A new private Kabul television station, Emrooz, has made a name for itself by airing entertainment and music programs mainly focused on youth.
But the upstart broadcaster's quest for ratings has earned the wrath of authorities, with prosecutors
accusing it of undermining Afghan society's traditional Islamic values and influential detractors threatening to revoke its broadcast license.
Critics are upset at the station for broadcasting scenes and clips of immodestly dressed women, notably
Tajik and Indian singers and dancers.
Emrooz staff were questioned by Kabul prosecutors this week.
Fahim Kohdamani, a program editor at Emrooz, tells RFE/RL that station managers were repeatedly summoned by the Information and Culture
Ministry before their case was referred to the Office of the Prosecutor-General.
Emrooz is the only Afghan television that does not censor music clips, Kohdamani says: We air video clips by Tajik, Iranian, Afghan, Indian, and even
sometimes Arab and European music clips that show female and male performers signing and dancing. The Ministry of Culture has always had this problem with us.
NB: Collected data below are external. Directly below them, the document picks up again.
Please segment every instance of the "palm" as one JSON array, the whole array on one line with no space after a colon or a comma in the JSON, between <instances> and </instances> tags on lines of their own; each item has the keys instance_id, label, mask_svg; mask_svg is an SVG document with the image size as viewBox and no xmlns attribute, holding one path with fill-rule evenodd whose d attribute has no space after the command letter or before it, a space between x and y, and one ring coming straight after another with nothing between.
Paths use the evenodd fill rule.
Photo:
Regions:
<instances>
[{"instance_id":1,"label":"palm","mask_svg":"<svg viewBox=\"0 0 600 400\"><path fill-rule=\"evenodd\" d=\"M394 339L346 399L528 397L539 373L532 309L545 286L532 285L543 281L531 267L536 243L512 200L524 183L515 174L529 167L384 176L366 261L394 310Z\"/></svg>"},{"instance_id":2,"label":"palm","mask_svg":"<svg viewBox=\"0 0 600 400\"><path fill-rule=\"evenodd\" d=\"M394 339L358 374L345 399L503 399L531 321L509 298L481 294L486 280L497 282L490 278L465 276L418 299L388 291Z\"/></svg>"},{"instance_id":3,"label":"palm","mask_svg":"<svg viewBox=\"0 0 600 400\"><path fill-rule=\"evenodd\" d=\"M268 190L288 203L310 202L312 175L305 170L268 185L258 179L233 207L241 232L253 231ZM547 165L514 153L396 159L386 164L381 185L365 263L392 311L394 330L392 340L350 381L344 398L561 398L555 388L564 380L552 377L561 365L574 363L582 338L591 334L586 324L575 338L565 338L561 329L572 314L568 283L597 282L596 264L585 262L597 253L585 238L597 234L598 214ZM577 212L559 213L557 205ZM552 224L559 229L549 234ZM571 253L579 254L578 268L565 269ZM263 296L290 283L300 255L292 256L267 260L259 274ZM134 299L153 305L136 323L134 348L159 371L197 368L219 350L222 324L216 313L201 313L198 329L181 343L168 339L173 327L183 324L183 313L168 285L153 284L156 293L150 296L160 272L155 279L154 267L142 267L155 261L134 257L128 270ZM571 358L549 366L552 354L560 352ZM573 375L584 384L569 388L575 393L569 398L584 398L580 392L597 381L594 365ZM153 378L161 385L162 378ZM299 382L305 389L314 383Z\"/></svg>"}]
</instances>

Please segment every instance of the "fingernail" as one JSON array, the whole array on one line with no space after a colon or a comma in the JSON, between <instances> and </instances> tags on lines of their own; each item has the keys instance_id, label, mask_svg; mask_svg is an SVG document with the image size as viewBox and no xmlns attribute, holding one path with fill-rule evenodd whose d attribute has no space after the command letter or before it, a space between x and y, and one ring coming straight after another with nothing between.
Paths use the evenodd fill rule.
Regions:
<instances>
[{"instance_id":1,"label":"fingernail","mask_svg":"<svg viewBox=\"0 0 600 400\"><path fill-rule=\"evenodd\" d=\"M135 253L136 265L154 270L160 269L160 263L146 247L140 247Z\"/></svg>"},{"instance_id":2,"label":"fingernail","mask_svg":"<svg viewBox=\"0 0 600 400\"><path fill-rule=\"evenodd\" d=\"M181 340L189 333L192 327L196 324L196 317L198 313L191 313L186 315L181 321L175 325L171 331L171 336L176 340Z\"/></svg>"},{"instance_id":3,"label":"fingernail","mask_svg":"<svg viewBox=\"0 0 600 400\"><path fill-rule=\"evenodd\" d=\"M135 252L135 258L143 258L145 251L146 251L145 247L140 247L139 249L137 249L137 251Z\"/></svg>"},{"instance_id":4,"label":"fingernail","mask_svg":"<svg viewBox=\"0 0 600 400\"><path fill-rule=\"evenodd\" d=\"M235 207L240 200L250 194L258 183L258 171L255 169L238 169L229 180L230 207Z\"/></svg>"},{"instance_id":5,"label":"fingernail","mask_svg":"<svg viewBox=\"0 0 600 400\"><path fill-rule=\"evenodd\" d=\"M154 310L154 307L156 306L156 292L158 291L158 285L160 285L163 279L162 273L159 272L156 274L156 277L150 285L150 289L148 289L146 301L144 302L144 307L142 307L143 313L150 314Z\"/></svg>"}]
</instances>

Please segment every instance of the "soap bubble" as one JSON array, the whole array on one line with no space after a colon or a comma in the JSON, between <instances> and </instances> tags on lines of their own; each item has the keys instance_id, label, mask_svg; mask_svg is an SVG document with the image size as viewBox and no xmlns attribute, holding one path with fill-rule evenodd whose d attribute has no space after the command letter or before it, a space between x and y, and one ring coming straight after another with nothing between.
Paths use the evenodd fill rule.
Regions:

Emrooz producers insist they have violated no laws but are being forced to choose
between overly aggressive self-censorship and even more rigid censorship by government agencies.
Despite Emrooz's pending legal wrangle, and the threat of a lost television license for the station and lost freedom for some individuals within the
company, Emrooz appears defiant.
The station is launching a national search for male and female models. The show will be broadcast monthly, with more than 2,000 contestants competing for two top prizes over four months. It will be Afghanistan's
first publicly declared fashion program -- and it has already incurred threats.
But Emrooz executives, defiant in the face of such threats, say they will continue to break down taboos -- even if they must pay a price for doing so.